To go back to Bose’s piece, we see those voting procedures remains unclear, so whether or not they can make this bargain remains an open question: hence why the United States is holding on to their 2018 bid until it’s all revealed by FIFA in October. Because in this case, we have the unusual situation that two tournaments’ hosts will be decided upon at the same time:
Normally, for such votes FIFA executive members are given a card with the names of the countries bidding. But with two bids being voted on at one meeting, will they [be] given one card or two?
Remember, while all the non-Europeans, barring USA, have withdrawn from 2018, all the Europeans, including England, are technically still in the race for 2022, so a voting card for 2022 would also have to carry their names.
And how exactly will the vote take place?

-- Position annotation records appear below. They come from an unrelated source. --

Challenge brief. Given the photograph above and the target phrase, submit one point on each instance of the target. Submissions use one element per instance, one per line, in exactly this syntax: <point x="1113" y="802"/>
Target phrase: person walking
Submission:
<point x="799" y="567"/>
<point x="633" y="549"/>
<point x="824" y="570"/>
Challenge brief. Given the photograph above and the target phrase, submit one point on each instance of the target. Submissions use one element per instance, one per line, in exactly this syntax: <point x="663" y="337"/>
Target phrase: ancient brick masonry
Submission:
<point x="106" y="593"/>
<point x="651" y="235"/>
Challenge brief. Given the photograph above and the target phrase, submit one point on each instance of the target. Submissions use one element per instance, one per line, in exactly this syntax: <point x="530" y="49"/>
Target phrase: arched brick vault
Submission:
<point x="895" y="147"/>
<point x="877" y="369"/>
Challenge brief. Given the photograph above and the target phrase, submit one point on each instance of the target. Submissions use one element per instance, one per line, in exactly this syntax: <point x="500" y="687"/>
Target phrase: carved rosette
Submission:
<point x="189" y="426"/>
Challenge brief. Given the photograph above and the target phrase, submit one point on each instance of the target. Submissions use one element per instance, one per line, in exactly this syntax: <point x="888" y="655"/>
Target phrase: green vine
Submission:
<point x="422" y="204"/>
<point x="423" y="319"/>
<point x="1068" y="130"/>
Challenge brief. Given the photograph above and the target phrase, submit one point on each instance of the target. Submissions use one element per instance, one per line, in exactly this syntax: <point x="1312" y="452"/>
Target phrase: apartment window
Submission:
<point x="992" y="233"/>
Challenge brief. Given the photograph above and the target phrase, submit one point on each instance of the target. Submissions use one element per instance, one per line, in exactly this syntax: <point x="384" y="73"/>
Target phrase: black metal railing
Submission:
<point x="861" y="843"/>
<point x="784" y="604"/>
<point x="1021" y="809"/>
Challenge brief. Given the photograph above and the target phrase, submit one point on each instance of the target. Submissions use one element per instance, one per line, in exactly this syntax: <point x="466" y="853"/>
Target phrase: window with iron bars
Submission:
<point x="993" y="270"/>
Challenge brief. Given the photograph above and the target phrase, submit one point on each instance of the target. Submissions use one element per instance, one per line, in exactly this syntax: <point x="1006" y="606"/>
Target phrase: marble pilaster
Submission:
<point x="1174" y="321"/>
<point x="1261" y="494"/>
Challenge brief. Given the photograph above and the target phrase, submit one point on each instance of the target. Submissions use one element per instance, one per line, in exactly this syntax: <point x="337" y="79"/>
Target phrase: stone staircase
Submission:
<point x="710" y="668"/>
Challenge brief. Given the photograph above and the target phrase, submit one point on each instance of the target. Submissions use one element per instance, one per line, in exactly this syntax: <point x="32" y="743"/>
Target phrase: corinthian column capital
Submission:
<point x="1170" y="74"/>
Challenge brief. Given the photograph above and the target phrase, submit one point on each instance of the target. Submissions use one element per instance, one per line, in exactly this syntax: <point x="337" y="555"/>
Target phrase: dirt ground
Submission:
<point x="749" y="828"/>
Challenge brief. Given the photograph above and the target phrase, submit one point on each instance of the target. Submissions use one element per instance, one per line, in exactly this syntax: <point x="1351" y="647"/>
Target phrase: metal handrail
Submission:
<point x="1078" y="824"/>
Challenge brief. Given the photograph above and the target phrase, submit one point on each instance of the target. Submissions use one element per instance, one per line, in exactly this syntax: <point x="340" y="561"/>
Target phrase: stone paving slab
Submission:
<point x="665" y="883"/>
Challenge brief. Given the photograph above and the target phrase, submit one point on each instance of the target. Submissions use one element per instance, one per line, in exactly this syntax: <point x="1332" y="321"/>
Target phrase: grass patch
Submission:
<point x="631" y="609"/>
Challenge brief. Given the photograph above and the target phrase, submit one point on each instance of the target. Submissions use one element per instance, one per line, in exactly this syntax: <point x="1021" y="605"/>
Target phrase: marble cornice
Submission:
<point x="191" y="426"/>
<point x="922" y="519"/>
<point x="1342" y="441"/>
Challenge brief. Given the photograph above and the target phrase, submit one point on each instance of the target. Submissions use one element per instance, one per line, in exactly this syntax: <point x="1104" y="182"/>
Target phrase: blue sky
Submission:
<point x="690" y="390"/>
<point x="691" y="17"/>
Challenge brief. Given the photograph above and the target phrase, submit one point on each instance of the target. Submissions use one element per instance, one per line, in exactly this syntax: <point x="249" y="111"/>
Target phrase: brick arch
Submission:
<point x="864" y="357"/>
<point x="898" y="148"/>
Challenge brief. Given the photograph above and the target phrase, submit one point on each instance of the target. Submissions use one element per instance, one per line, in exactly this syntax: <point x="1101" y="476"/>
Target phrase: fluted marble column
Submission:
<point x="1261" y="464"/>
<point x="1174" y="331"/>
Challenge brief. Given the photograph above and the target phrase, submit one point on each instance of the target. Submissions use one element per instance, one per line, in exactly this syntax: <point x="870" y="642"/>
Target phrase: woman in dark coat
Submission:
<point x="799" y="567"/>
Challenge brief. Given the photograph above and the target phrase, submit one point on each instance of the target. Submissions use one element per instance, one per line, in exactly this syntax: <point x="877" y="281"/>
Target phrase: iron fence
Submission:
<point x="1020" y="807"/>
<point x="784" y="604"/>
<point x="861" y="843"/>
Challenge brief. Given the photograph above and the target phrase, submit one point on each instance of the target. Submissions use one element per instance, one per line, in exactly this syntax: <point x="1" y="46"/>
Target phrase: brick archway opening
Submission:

They first fill in the card for 2018, then get another card and vote immediately on 2022? Or is the result for 2018 declared before they vote on 2022?
More, how are the FIFA Executive members told about 2018? Are they told only the continent that has won? Are they told the name of the country? Are they given the details of the vote?
I imagine all that is being discussed amongst the FIFA Executive Committee members in South Africa at the World Cup right now. And there is of course an American amongst them: CONCACAF General Secretary Chuck Blazer, whose blog shows us he’s being sure to hobnob with the important figures like FIFA Vice-President Geoff Thomposn (far-right) and, of more importance, Miss Universe 1992, Michelle McLean. Chuck is the fellow to the left of her.*
* yes, that was a terrible segue to end this piece solely as an excuse to post another of Chuck’s brilliant photos.